I mean, I’m nominated for the Man Booker, which is pretty good, but apart from that I try not to read too many reviews. Most of the ones I’ve seen are extremely positive and they get the voice, they get the theme. They understand that it is about being paralysed in an existential way, and also that the book is trying to investigate the relationship between urbanism and rural life, and between the landscape and urban, modern life.

It’s interesting that it’s been perceived through a women’s lens. I guess it’s another example of how women writers are always seen as women, and men are seen as writing about the human existence in general.
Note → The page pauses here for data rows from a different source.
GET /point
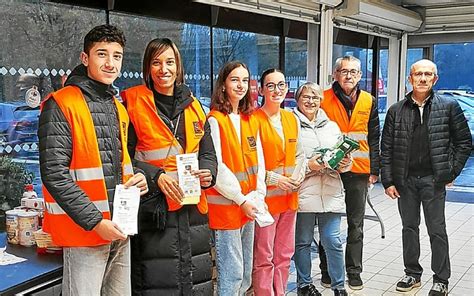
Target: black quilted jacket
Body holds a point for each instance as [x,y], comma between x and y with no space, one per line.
[55,147]
[449,140]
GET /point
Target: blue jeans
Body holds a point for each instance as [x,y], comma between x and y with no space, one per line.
[329,232]
[102,270]
[234,257]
Exactly. And I do think that I write about existential structures that are completely equal to those of a woman, but I choose to write with a female protagonist. I once discussed this with another writer, who is also a woman, who said that there is a tendency for women to have male protagonists in order to escape that, being labelled. And that’s just too sad. We’re full blown existences. We’re real human beings. I kind of insist on writing with a woman in front.

This is very much a novel about town versus countryside. It seems to me that there’s a lot of guilt wrapped up in your character’s approach to this issue.
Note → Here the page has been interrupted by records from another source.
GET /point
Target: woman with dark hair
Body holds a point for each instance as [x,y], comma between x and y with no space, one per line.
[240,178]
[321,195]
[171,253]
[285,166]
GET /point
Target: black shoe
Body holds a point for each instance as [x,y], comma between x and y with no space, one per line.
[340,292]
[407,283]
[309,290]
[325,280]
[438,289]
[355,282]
Sonja is one of a generation in Denmark, and probably all over Europe and the US, that has been very urbanised, almost self-deported from the rural areas that we grew up in. In order to have status we had to urbanise ourselves. When you do that, it means that you let go of some values and some rooting and some essence of yourself that you can’t return to. It’s the whole problem of loving a place, feeling connected to a place, and then being disconnected from and unable to return to that place. And that goes for the family members that you leave behind – for the friends, the landscape – you become an estranged human being, which leads to a certain kind of solitude and loneliness.
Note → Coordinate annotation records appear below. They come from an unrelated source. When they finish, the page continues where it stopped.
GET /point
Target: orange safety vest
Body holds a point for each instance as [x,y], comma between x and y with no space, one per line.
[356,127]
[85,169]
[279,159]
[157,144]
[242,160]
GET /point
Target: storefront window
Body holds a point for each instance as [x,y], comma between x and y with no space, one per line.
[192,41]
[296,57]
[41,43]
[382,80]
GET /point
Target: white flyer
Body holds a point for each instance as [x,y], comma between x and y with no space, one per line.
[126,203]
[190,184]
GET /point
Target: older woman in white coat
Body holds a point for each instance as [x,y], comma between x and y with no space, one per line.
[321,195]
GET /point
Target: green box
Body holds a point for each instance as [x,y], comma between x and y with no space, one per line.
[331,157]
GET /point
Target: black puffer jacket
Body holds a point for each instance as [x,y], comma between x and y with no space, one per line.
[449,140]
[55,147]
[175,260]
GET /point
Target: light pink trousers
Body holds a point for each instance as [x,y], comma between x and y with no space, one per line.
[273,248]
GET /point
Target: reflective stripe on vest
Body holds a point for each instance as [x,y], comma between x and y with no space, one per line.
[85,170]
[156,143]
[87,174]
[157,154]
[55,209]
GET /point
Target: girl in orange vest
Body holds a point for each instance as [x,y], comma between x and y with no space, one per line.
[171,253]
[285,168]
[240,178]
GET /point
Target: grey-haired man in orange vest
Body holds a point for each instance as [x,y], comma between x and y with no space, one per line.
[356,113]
So that loneliness exists because we’re all uprooted?

We’re disconnected and uprooted. And Sonja lives in a city where she has no family; cousins, sister, parents, all those people who make us feel grounded and connected live somewhere else. This is pretty normal for urbanites – that they’ve left family behind.

After reading your novel, I read several articles about touch deprivation, because Sonja’s only way to have a human connection that includes touch is to get a massage. That is such a striking way to encapsulate what modern loneliness is all about: that you can’t even get anyone else to touch you apart from by paying for it.

This is also a very urban thing; you’re supposed to use the relationships you have for something. You’re not just in a relationship because you like somebody, you’re in a relationship because you need something from the other person. Another aspect of the urban relationship is that you know you can be ditched. You can be fired from any kind of relationship that you’re in, and then drift on to the next one. Which makes it very frail all the time; you always have to deliver something for the relationship. In comparison, if you look at the relationships people have in traditionalist societies, I mean in villages or small communities, they don’t necessarily have to deliver anything because people are stuck with each other anyway in that environment, and that makes it less lonely. You’re less on trial every day.

It sounds like the urban relationship is like a marketplace.

It is. It is cost benefit: what can I get from this? And if you don’t get what you want from this relationship, you can just choose another relationship. You can cast out that friendship. I remember having a conversation with a woman in Copenhagen once where I actually complained about that side of urban life, that relationships weren’t that deep and they would often end at a certain point. She said, that’s the beauty of it because nothing’s fixed. If you don’t like to be caught up in something and rooted down, that is the place you’re supposed to live.

But you left Copenhagen!

I did. I lived there for several years, but then I had this international breakthrough and spent a lot of time abroad. And I thought, I’m going to get the hell out of here. When I lived in Copenhagen, I missed the landscape so incredibly; I missed being somewhere open, so I took myself out of there.

I was very amused to read that Sonja, your protagonist, is a translator, and your book is, in a sense, a send-up of the literary establishment. Does it mirror experiences that you’ve had?

Definitely. Some publishers are so commercial that they treat books like bricks. Others are very thorough, very good. I’ve been very lucky, but if you go to very big commercial houses, they treat some books as if they were… milk.